The ink has barely dried on headlines proclaiming fresh highs in European and Asian equity indices. This has not prevented a couple of days of declining equity markets from sparking talk about stagflation.

Hawkish interest rate comments from Federal Reserve officials have unsettled markets, but it is recent equity performance that explains investor sensitivity.

US indices have lagged the rally, but the Nikkei 225, for example, increased by 27 per cent between mid-May and early October. Rising risk appetite has spurred those gains. From a trough in May, CSFB's risk appetite index, which measures the performance of a basket of risky assets relative to safer assets, has risen to a level the bank dubs “euphoria”.

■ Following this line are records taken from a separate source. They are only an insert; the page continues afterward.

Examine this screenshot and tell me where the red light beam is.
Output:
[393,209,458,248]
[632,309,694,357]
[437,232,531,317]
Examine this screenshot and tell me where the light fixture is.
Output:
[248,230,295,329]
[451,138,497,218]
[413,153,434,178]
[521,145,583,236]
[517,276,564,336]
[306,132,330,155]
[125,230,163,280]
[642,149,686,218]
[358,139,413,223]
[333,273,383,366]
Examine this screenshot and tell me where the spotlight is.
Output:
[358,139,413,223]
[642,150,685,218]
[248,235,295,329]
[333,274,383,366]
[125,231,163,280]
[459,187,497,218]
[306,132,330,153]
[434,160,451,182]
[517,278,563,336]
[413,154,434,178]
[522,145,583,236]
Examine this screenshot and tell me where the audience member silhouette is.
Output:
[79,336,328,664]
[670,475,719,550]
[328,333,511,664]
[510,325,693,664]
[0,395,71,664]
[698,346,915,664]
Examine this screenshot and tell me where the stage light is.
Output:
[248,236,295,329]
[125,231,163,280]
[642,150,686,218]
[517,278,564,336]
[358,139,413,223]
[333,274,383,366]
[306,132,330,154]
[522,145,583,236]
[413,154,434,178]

While its markets have benefited less, it is the US economy that remains in focus. The Fed comments come on top of concerns over the short-term negative impact on US growth of Hurricanes Katrina and Rita. The imminent third-quarter US earnings season provides a further excuse for profit-taking, in markets ripe for a correction. Declines in US markets have quickly fed through to other regions.

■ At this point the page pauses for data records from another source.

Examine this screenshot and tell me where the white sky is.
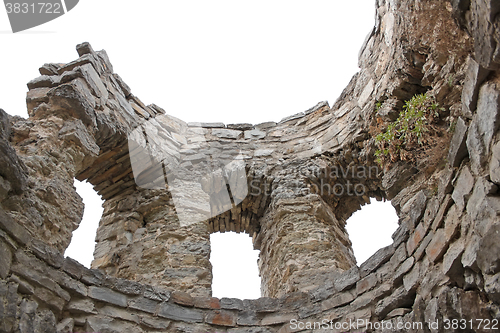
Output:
[0,0,394,298]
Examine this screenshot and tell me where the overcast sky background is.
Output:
[0,0,397,298]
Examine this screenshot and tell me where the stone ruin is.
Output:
[0,0,500,333]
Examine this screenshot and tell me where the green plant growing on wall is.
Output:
[375,94,444,165]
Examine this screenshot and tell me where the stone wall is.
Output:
[0,0,500,333]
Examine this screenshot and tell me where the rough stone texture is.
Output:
[0,0,500,333]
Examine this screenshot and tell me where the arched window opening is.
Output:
[210,232,261,299]
[346,198,398,266]
[64,179,103,268]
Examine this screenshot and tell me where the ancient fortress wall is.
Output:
[0,0,500,333]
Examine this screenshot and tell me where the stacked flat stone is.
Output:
[0,0,500,333]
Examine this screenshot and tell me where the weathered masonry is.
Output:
[0,0,500,333]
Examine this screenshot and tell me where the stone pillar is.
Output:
[255,172,356,297]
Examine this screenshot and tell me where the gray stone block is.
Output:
[448,118,468,168]
[333,267,360,291]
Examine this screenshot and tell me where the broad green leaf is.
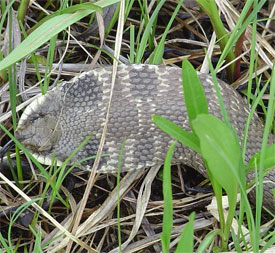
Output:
[0,0,119,71]
[152,115,201,153]
[161,142,177,253]
[248,144,275,168]
[175,212,195,253]
[182,59,208,126]
[193,115,241,202]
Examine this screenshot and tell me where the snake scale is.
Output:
[16,64,275,212]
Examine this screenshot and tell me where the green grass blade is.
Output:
[135,0,165,63]
[152,115,201,153]
[182,59,208,128]
[175,212,195,253]
[0,0,119,71]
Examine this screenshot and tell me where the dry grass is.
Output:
[0,0,275,252]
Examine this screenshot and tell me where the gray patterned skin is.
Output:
[16,65,275,212]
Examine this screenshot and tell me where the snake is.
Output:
[15,64,275,212]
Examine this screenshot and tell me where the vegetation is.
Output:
[0,0,275,252]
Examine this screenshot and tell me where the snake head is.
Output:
[15,92,61,164]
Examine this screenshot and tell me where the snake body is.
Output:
[16,64,275,212]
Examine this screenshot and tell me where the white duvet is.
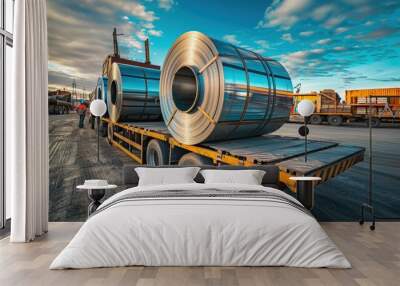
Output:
[50,184,350,269]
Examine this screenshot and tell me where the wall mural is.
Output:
[48,0,400,221]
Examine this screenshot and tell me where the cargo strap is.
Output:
[167,108,178,127]
[199,55,219,74]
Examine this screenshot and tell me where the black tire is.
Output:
[328,115,343,126]
[367,118,381,128]
[107,123,114,145]
[178,152,213,166]
[310,114,322,125]
[146,139,169,166]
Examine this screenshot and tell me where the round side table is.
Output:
[76,185,117,217]
[289,177,321,210]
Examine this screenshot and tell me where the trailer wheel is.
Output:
[107,123,114,145]
[146,139,169,166]
[328,115,343,126]
[367,118,381,128]
[310,114,322,125]
[178,152,213,166]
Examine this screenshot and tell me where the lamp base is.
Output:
[360,203,375,230]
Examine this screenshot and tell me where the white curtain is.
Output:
[6,0,49,242]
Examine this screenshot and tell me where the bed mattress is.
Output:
[50,184,351,269]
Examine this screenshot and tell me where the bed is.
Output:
[50,166,351,269]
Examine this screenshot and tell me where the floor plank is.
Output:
[0,222,400,286]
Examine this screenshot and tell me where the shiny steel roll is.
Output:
[160,32,293,145]
[95,76,108,114]
[107,63,161,122]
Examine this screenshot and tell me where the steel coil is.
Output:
[94,76,108,115]
[107,63,161,122]
[160,32,293,145]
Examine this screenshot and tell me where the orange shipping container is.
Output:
[346,87,400,104]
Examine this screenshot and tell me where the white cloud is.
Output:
[143,22,154,29]
[324,15,345,29]
[222,34,240,46]
[310,49,325,55]
[333,46,346,52]
[300,31,314,37]
[149,30,162,37]
[281,33,294,43]
[255,40,269,49]
[317,39,332,45]
[335,27,349,34]
[158,0,175,11]
[311,4,336,20]
[257,0,311,29]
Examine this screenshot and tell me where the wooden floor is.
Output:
[0,222,400,286]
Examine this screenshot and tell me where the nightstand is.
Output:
[289,177,321,210]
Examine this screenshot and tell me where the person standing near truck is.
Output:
[76,101,87,128]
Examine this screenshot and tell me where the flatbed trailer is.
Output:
[290,88,400,127]
[102,118,365,192]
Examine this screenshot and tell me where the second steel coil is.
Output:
[107,63,161,122]
[94,76,108,114]
[160,32,293,145]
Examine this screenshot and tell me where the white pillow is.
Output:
[135,167,200,186]
[200,170,265,185]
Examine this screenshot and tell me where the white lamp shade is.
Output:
[297,99,315,117]
[90,99,107,117]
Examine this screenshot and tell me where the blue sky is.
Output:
[48,0,400,98]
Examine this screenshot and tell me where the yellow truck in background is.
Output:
[291,88,400,127]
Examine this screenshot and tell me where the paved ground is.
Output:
[49,114,132,221]
[49,114,400,221]
[276,124,400,220]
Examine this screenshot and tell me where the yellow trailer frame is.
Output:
[102,118,365,192]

The sanguine reaction from US bond markets, 10-year yields are little changed this week, suggests that upward pressure on headline inflation is expected to be temporary. But the threat remains of oil-induced, second-round inflation effects. A sharp sell-off in bonds, on higher inflationary fears, cannot be entirely dismissed. In turn, this could reduce discretionary spending by US consumers, already struggling with record fuel prices. Those who fear a more prolonged decline in equities should watch the bond market.